Battle of Rafaniyya
| Date | October 1133 |
| Location | Rafaniyya, Syria |
| Result | Zengid victory |

Belligerents
- Zengids: County of Tripoli Kingdom of Jerusalem

Commanders and leaders
- Imad al-Din Zengi: Count Pons King Fulk

Strength
- Unknown: Unknown

Casualties and losses
- Unknown: Heavy losses, few survived

= Battle of Rafaniyya =

The Battle of Rafaniyya occurred in 1133 when Imad al-Din Zengi raided the County of Tripoli, and Count Pons and met him in battle near Rafaniyya.

On October 1133, a large force of Zengid Turks from north invaded the County of Tripoli, including Tripoli and some neighbouring towns. They ravaged the countryside, killing many Christians and seizing large amounts of loot and cattle. Pons led an army to meet the Zengids, who were near Rafaniyya. Initially, the Zengids avoided battle and Pons chased them, but the Zengids turned back and fought the Crusaders, inflicting a heavy defeat on Pons's army. Few of the Crusaders survived the battle.

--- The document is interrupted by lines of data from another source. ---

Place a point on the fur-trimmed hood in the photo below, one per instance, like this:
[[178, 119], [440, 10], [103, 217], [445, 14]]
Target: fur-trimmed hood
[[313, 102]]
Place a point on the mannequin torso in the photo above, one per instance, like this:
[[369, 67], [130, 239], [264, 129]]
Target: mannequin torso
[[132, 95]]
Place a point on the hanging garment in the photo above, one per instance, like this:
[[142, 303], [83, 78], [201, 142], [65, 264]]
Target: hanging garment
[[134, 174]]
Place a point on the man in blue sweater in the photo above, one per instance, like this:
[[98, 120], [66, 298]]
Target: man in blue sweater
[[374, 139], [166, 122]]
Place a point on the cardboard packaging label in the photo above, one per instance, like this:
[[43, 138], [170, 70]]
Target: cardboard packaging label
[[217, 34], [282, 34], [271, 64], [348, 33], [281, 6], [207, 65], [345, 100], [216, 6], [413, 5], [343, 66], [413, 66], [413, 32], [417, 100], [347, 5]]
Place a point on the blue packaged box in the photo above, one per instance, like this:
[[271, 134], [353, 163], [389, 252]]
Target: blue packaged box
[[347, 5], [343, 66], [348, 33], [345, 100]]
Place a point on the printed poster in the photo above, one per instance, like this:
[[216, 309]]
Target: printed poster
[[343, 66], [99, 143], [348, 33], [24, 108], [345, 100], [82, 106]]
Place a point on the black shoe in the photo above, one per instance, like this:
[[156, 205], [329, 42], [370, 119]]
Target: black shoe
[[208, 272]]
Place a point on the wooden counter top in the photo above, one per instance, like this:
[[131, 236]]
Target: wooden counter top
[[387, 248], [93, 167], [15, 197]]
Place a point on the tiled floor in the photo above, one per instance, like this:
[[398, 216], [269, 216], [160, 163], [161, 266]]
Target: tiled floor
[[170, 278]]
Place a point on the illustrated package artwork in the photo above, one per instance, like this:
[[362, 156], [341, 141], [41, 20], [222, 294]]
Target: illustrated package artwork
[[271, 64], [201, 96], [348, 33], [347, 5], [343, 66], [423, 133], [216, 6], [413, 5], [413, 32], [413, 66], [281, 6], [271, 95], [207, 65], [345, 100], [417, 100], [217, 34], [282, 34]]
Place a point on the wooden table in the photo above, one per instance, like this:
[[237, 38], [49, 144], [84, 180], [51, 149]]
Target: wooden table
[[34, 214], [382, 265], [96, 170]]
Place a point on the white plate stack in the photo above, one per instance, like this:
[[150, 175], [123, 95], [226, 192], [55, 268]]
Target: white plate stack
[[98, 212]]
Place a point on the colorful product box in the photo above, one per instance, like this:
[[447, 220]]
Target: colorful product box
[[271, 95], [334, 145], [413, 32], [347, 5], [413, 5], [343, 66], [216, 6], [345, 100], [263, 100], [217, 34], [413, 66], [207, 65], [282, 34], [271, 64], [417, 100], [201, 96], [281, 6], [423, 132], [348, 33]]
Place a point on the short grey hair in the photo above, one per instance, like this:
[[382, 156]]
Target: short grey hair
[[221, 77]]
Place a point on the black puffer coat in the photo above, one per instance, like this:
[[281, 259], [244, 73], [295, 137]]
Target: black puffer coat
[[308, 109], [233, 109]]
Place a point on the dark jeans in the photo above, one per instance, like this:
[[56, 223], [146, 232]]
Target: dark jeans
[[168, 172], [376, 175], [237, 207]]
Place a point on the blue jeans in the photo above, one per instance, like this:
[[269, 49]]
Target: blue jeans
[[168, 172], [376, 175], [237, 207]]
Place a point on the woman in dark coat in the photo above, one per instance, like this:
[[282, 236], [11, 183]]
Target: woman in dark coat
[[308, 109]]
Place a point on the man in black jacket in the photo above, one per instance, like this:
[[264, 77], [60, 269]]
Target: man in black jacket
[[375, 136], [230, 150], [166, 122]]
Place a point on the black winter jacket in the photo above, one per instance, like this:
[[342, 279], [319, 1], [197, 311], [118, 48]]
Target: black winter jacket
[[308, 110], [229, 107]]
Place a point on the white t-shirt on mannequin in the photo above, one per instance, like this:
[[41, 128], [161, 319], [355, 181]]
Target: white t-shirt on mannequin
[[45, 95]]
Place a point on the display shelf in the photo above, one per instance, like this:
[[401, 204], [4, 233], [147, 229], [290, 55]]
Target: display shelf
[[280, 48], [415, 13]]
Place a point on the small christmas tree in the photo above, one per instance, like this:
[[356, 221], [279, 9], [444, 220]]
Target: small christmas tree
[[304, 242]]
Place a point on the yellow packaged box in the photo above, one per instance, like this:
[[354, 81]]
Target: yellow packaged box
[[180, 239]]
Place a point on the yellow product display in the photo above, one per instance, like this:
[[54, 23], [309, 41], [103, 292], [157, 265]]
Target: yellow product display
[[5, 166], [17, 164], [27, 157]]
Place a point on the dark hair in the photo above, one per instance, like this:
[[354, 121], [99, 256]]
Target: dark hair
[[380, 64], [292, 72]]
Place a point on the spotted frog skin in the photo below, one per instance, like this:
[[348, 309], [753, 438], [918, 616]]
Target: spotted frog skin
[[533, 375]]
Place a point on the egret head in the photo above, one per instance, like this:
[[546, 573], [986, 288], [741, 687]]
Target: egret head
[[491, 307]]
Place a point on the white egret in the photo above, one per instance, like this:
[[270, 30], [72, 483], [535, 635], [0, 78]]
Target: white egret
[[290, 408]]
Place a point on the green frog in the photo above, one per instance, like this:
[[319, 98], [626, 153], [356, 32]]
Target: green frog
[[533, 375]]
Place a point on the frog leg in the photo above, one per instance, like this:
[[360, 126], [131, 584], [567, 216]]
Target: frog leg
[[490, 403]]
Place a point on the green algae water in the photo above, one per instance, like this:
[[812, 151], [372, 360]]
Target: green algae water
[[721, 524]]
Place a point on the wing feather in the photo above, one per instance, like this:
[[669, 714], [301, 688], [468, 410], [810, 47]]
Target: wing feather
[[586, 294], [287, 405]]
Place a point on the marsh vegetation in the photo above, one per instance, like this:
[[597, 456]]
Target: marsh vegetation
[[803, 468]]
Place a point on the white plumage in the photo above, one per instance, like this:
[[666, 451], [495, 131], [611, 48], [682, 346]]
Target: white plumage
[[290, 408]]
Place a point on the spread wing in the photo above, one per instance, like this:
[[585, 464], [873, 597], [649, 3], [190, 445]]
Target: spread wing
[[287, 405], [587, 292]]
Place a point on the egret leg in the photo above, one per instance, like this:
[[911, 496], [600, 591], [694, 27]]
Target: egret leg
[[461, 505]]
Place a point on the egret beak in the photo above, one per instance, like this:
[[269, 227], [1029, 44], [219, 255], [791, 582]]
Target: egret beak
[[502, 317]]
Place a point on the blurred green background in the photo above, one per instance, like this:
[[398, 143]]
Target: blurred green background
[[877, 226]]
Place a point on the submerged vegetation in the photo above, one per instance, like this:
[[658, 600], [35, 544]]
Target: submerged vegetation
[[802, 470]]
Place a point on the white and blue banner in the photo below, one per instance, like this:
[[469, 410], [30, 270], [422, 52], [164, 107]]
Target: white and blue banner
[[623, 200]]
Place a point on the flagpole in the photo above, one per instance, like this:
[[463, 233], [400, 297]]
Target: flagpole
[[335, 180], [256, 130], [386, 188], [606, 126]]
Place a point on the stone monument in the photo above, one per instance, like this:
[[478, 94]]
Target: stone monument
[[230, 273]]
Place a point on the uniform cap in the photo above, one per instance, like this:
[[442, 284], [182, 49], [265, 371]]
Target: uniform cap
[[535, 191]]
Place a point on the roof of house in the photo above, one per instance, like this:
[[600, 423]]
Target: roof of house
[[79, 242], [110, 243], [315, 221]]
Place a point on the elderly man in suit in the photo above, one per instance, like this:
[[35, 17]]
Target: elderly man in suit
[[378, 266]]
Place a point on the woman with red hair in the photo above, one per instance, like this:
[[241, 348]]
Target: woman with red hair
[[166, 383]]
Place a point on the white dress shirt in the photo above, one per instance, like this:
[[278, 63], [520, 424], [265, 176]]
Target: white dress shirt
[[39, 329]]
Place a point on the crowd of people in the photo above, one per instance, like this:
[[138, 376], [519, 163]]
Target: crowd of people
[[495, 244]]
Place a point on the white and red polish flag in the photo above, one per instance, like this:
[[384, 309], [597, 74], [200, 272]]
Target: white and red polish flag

Pons and his few men retreated towards Montferrand. The Zengids chased them and besieged the castle. Pons managed to slip from the castle with 20 men and head towards Tripoli, where he sent a letter to King Fulk of Jerusalem to send a relief force. His call was quickly answered, and Fulk sent a force to meet the Zengids. Hearing this, the Zengids marched to meet the Crusader force, and in a heavy battle, both sides suffered severe casualties, and the Crusaders were almost defeated. The battle ended in stalemate when the Crusaders retreated towards Rafaniyya while the Zengids withdrew to their territory.